Although the underlying origin is still vague, the fact that the C-dots keep its PL intensity at a relatively high level, going through the pH value from very acidic to neutral, shows promising advantages

in biological applications. Laser scanning confocal microscopy imaging in vitro Figure 4 shows the 2D images of Tozasertib nmr MGC-803 cells labeled with RNase A@C-dots. After co-incubation with RNase Palbociclib molecular weight A@C-dots, MGC-803 cells show bright green color over the entire cell upon excitation at 405 nm. The nuclei marked by PI, when excited at 536 nm, featured strong red fluorescence. A merge image clearly shows that the RNase A@C-dots can enter the cell via the endocytic route. Moreover, we can also find that in up to 10% cells, there are clearly green dots existing in the nucleus. Meanwhile, a 3D confocal imaging (Figure 5) of the

cell clearly reveals that the RNase A@C-dots have entered the cell, while the carbon dots reported before [7] were mostly in the cytoplasm and membrane, with only minor penetration into the cell nucleus. Until now, we can give an explanation for the transportation into the nucleus. It may be caused by the small size of RNase A@C-dots which enables perfect dispersion or assists protein (derived from RNase A) action. Figure 4 Laser scanning confocal microscopy images of MGC-803 cells. (a) Picture of MGC-803 cells under white light. (b) Picture of MGC-803 cells JQ-EZ-05 in vitro under ADP ribosylation factor excitation at 405 nm. (c) Picture of MGC-803 cells under excitation at 536 nm. (d) Overlapping picture of MGC-803 cells under excitation at 405 and 536 nm. (e) Amplified picture of a single

MGC-803 cell under white light. (f) Amplified picture of a single MGC-803 cell under excitation at 405 nm. (g) Amplified picture of a single MGC-803 cell under excitation at 536 nm. (h) Overlapping picture of a single MGC-803 cell under excitation at 405 and 536 nm. Figure 5 Laser scanning confocal microscopy images (3D mode) of MGC-803 cells. Cytotoxicity assay by MTT and real-time cell electronic sensing To test the potential of the RNase A@C-dots in cancer therapy, MTT assay was used to determine the cytotoxicity profile.
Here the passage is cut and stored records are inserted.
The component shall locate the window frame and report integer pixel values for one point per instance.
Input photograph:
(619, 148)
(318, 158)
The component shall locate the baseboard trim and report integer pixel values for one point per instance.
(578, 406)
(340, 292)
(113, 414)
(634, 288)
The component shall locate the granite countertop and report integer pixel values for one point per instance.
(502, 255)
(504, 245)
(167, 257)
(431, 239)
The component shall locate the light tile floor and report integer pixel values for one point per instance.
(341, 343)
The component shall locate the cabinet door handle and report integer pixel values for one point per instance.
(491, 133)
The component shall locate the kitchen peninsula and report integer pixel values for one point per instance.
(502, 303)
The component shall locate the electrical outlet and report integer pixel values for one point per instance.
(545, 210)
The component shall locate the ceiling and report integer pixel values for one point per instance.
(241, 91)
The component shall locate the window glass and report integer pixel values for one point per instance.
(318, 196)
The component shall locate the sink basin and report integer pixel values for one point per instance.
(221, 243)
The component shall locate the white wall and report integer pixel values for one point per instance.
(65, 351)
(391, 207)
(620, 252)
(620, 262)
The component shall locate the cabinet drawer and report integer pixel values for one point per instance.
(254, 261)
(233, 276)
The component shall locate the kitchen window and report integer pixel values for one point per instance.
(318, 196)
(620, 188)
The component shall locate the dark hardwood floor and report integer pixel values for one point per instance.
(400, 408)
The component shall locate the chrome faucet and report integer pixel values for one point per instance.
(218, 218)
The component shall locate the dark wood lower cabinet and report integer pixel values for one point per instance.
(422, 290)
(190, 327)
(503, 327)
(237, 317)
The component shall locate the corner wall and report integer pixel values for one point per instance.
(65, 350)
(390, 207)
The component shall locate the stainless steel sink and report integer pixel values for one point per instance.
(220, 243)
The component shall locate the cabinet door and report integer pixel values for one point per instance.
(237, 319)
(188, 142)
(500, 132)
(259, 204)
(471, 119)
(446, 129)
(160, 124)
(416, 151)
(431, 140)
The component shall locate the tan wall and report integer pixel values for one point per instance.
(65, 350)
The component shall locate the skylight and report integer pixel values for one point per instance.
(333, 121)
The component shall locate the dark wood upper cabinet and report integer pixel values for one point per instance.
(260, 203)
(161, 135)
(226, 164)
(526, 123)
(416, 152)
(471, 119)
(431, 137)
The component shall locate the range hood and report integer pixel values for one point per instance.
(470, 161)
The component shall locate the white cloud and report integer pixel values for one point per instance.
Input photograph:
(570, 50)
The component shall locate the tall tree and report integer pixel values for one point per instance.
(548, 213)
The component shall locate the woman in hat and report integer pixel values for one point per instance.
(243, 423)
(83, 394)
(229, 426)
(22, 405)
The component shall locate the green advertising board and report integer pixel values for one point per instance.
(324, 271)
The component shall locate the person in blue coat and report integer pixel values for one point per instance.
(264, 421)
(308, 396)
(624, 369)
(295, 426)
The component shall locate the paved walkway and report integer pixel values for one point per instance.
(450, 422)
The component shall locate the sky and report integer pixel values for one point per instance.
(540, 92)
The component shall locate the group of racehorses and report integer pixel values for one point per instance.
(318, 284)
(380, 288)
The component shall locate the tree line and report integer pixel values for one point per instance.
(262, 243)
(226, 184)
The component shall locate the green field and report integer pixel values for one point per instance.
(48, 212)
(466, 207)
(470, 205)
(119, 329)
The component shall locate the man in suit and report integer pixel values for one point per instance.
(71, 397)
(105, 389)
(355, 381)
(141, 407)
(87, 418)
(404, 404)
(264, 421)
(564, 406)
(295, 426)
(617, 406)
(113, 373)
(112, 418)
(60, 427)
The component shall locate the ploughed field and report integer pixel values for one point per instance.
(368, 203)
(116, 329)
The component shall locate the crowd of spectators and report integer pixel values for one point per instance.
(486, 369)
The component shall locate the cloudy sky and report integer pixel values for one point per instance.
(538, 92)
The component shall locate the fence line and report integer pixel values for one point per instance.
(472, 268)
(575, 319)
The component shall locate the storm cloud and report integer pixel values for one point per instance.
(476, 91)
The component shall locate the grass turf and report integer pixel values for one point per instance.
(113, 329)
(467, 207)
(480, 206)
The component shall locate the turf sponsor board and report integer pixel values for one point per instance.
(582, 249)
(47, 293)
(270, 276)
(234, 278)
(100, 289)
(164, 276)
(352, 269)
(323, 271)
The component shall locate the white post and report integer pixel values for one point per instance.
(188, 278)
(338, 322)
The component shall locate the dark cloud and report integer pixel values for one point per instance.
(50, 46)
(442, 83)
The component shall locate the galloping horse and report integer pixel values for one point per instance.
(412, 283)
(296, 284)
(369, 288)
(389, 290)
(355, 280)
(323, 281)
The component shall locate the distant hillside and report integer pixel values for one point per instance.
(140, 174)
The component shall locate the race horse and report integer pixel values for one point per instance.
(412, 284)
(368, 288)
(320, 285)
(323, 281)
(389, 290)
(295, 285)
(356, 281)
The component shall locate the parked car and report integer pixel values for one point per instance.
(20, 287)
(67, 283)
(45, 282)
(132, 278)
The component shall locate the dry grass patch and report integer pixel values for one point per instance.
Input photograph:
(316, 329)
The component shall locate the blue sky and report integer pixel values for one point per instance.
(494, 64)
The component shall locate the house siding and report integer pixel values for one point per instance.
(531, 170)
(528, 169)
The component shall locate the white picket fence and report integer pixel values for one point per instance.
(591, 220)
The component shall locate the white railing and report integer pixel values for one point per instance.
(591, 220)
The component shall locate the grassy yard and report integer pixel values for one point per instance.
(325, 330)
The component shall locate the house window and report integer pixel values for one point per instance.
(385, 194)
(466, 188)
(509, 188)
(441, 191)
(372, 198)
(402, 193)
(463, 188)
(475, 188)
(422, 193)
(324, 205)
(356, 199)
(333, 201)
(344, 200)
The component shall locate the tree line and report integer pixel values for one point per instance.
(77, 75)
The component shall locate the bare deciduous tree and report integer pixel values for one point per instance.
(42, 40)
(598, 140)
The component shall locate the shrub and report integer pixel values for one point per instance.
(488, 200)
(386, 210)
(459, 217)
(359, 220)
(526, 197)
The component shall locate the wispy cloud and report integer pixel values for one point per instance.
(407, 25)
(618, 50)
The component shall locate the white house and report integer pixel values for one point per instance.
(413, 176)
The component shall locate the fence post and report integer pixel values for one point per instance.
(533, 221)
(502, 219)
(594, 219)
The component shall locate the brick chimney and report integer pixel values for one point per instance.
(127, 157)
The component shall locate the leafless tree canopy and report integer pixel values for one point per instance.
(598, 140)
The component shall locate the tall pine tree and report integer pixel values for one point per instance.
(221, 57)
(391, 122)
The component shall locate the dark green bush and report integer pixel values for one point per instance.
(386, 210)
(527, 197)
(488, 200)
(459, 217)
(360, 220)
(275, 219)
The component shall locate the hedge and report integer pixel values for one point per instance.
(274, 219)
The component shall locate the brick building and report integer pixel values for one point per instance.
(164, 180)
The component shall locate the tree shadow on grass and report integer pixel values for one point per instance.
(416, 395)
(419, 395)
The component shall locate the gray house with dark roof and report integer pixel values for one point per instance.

The different concentrations of RNase A@C-dots were incubated with MGC-803 cells, respectively, for 24 h at 37°C. In control experiments, we select RNase A and C-dots to carry out accordingly the same procedure and keep equal contents of bare C-dots with RNase A@C-dot solution. The results (Figure 6a) show clearly that RNase A alone could restrain the cancerous cells due to the ribonuclease-mediated toxicity [27]. Moreover, the ability of RNase A in inhibiting the cancerous cells exhibits a content-dependent character with a relatively low cell viability (61%) at higher concentration (300 μg/ml) and a high one at lower concentration (36.5 μg/ml).